- By Joshua Keating
Joshua Keating was an associate editor at Foreign Policy
Though economic conditions have improved in Zimbabwe since the days of 231 million percent inflation, this week brought some pretty disturbing news:
After paying public workers’ salaries last week, the balance in cash-strapped Zimbabwe’s government public account stood at just $217, Finance Minister Tendai Biti said Tuesday.
"Last week when we paid civil servants there was $217 (left) in government coffers," Biti told journalists in the capital Harare, claiming some of them had healthier bank balances than the state.
"The government finances are in paralysis state at the present moment. We are failing to meet our targets."

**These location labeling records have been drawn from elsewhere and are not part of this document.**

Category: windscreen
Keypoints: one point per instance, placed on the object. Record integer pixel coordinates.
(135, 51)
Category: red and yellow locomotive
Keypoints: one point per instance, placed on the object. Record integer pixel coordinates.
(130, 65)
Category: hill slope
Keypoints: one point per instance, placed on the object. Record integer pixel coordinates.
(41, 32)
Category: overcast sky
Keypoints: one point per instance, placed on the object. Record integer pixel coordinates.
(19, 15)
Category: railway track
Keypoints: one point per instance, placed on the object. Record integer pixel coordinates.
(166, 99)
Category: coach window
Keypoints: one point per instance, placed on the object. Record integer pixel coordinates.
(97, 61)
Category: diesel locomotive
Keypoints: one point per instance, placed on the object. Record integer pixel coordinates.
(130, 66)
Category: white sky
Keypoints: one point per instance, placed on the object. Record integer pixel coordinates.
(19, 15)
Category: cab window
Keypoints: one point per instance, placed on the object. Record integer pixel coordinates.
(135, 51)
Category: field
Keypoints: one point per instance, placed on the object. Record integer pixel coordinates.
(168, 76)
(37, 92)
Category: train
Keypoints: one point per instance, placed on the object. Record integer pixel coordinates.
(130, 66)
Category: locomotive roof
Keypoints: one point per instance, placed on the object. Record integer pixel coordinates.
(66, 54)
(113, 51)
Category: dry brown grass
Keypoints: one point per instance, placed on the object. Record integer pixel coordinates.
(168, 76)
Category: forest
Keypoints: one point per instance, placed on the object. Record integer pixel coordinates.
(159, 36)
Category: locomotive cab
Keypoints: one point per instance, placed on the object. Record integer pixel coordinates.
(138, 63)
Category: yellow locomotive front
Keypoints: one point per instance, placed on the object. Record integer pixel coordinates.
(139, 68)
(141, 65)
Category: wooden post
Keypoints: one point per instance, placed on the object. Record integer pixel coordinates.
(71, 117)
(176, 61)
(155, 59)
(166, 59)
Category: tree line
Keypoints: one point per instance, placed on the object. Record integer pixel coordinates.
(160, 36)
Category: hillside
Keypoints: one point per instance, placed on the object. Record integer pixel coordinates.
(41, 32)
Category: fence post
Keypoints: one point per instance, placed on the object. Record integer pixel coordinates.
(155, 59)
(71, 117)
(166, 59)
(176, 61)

It’s hard to think of a public servant than a less enviable job than Biti’s, but despite this week’s news, he deserves some credit for a pretty remarkable turnaround. The inflation that made the country world famous is now under control, thanks to his decision to abolish the country’s currency. And there’s been GDP growth every year since he came into office following a decade of contraction.
Nonetheless, the state’s cash flow problem is made more dire by the international sanctions on Robert Mugabe’s government — Biti is allied with the opposition Movement for Democratic Change — which may make it harder to borrow the funds need to keep the state operating. The constitutional referendum and elections scheduled for this year, which are estimated to cost at least $104 million, will also not help.